Red Meat Diet Increases Type 2 Diabetes Risk
A new study, published June 17, showed that people who ate red meat over a longer period of time may be putting themselves at risk for Type 2 diabetes. Based on the sample size of the study, it was found that having red meat in one’s diet on a consistent basis was associated with a higher chance of developing the most common form of diabetes.
8.3 percent of the U.S. population has diabetes according to the American Diabetes Association, with the majority of them having Type 2 diabetes. With Type 2 diabetes, the body does not make enough insulin or ignores its presence. The disease can be crippling to some and can cause oral health problems, nerve damage, kidney damage or even strokes.
Researchers looked at three Harvard studies that looked at an individual’s diet over time. Overall, there were 26,357 men and 122,786 women involved in the participant pool of the three studies. The men studied were between the ages of 40 to 75, and the women were between 25 and 42 years old.

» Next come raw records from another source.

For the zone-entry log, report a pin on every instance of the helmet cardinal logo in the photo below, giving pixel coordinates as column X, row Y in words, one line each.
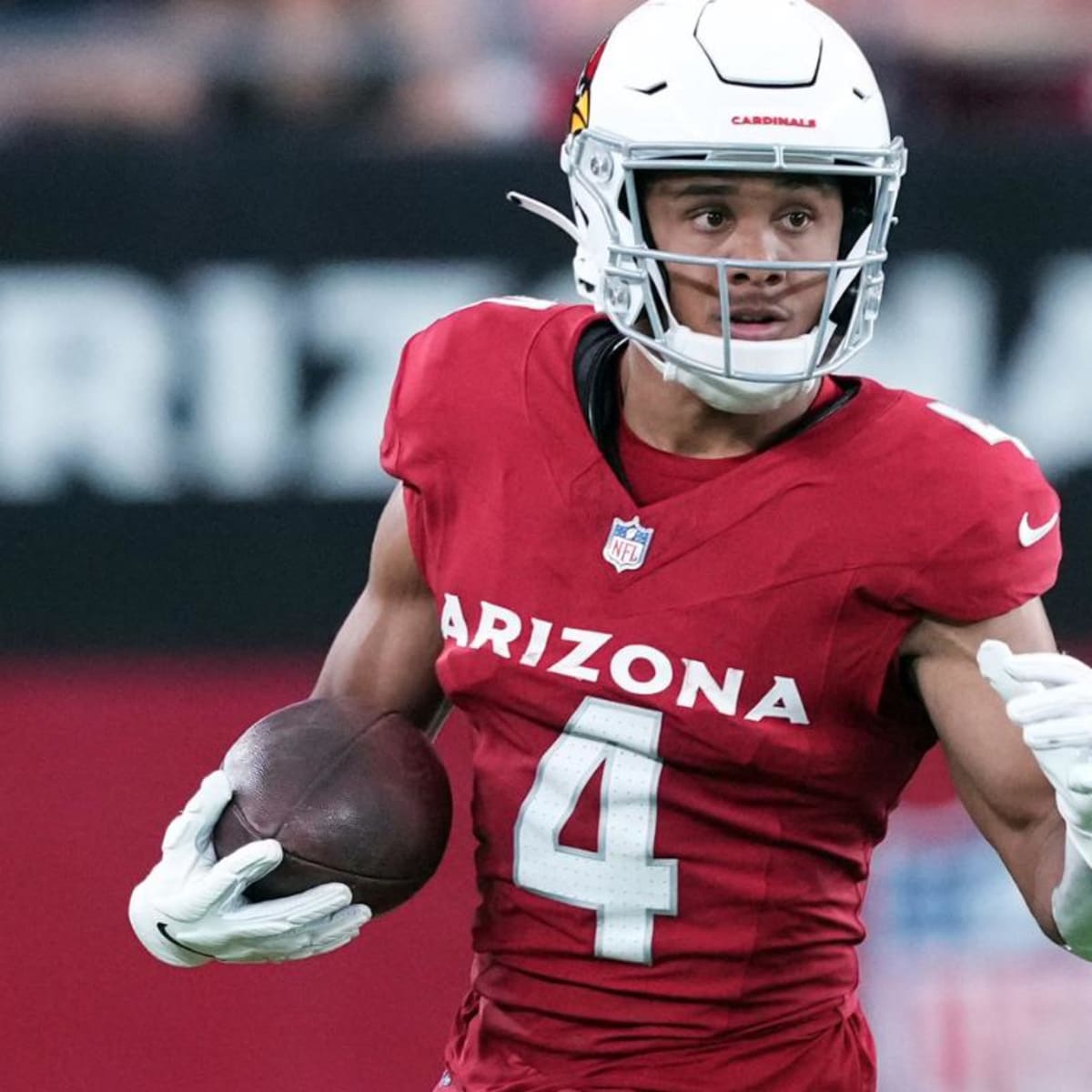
column 582, row 104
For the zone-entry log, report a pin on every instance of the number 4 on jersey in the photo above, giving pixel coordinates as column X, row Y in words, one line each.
column 622, row 882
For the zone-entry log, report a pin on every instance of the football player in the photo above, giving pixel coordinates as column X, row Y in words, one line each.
column 703, row 600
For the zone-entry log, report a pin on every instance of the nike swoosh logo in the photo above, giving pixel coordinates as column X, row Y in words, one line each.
column 1030, row 535
column 162, row 926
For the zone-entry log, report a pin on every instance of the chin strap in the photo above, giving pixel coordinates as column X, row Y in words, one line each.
column 547, row 212
column 730, row 396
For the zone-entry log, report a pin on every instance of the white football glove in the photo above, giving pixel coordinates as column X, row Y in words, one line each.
column 190, row 909
column 1048, row 697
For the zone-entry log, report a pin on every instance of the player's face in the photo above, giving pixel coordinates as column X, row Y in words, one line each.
column 752, row 217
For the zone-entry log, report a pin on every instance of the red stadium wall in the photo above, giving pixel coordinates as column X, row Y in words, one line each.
column 101, row 753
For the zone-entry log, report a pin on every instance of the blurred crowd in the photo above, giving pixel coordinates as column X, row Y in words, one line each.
column 427, row 72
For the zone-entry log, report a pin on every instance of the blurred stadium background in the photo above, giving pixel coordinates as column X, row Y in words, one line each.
column 218, row 222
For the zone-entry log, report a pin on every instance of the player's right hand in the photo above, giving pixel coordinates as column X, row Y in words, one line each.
column 1048, row 696
column 190, row 909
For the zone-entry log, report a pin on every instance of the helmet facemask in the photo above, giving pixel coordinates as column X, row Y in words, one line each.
column 632, row 287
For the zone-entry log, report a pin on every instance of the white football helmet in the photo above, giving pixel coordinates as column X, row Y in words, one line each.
column 758, row 86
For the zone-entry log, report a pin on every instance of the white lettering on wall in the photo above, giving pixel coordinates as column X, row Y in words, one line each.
column 241, row 381
column 86, row 383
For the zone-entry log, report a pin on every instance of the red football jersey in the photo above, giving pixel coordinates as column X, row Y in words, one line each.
column 688, row 726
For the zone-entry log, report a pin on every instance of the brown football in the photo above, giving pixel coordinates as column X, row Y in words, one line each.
column 353, row 794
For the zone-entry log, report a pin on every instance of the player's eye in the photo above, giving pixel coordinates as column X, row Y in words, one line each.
column 711, row 219
column 797, row 219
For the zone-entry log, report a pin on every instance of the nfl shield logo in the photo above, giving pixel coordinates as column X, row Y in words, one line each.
column 627, row 546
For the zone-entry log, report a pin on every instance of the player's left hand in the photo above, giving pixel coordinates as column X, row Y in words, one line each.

After analyzing the participants’ diets over a four year period and then studying the effects of their diet modifications four years later, researchers found 7,540 cases of Type 2 diabetes.
It was found that people who increased red meat by more than 0.5 servings a day over a four-year-period were associated with a 48 percent increased risk of developing the disease during a successive four year time interval. On the other hand, those who reduced red meat consumption by 0.5 servings or more over four years had a 14 percent lower risk during the entire four year follow-up period.